Ho scoperto che, spesso, la croce sono gli altri
a procurarcela.
O noi stessi.
E noi ci svegliamo ogni mattina e la
carteggiamo e la pialliamo.
Evitiamo le sofferenze inutili, abbandoniamo
i dolori che scaturiscono da un’errata
visione del mondo.
Portare la propria croce significa portare l’amore
nella vita, fino ad esserne crocifissi.
La croce non è sinonimo di dolore ma di dono,
dono adulto, virile, non melenso né affettato.

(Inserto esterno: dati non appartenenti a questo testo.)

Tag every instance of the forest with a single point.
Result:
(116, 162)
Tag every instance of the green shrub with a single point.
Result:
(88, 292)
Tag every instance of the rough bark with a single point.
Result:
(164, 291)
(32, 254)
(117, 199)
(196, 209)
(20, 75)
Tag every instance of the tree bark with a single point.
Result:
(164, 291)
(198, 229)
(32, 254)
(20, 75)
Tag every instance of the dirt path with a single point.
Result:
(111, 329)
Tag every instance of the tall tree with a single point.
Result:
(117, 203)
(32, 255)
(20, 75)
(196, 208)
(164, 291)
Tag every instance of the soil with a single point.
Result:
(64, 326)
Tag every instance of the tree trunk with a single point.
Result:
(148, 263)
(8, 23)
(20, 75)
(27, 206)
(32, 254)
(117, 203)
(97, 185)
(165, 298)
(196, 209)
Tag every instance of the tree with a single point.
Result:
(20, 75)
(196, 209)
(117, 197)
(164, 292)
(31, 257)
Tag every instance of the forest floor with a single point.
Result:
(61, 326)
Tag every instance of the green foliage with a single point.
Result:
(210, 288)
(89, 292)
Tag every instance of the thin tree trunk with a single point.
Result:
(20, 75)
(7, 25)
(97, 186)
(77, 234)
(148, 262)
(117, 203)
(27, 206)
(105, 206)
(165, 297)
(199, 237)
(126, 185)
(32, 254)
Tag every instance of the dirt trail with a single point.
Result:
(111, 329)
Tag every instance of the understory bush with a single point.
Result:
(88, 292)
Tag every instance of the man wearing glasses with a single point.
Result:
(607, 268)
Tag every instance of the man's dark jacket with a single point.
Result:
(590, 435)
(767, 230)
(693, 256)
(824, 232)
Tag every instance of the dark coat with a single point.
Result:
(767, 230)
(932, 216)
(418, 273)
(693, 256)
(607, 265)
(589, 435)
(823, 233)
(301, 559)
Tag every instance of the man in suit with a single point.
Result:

Dio ci ha presi sul serio, rischiando di essere
uno dei tanti giustiziati della storia.
Ora è per noi l’occasione di posare lo sguardo sulla
misura dell’amore di un Dio che muore per amore,
senza eccessi, senza compatimenti,
libero di donarsi, osteso, amici, osteso.
Questo, ora, è il volto di Dio.
Cristi in croce.
Allora ti rispondo, amico, che mi hai telefonato,
urlando a Dio il tuo dolore: alla fine della tua acida
preghiera non troverai un muro di gomma, né un
volto indurito, ma–semplicemente–un Dio
che muore con te.
E potrai scegliere di bestemmiarlo e accusarlo
ancora per il tuo immenso dolore,
oppure restare stupito come quel ladro crocifisso
che non sapeva capacitarsi di tanta follia d’amore.
Tutto qui, la croce è l’unità di misura dell’amore di Dio.
Sì, amici, c’è di che celebrare,
c’è di che esaltare,
c’è di che esultare, per l’immenso amore che
Cristo ha riversato su di noi.
Buona Domenica a tutti voi sofferenti come Cristo, Fausto.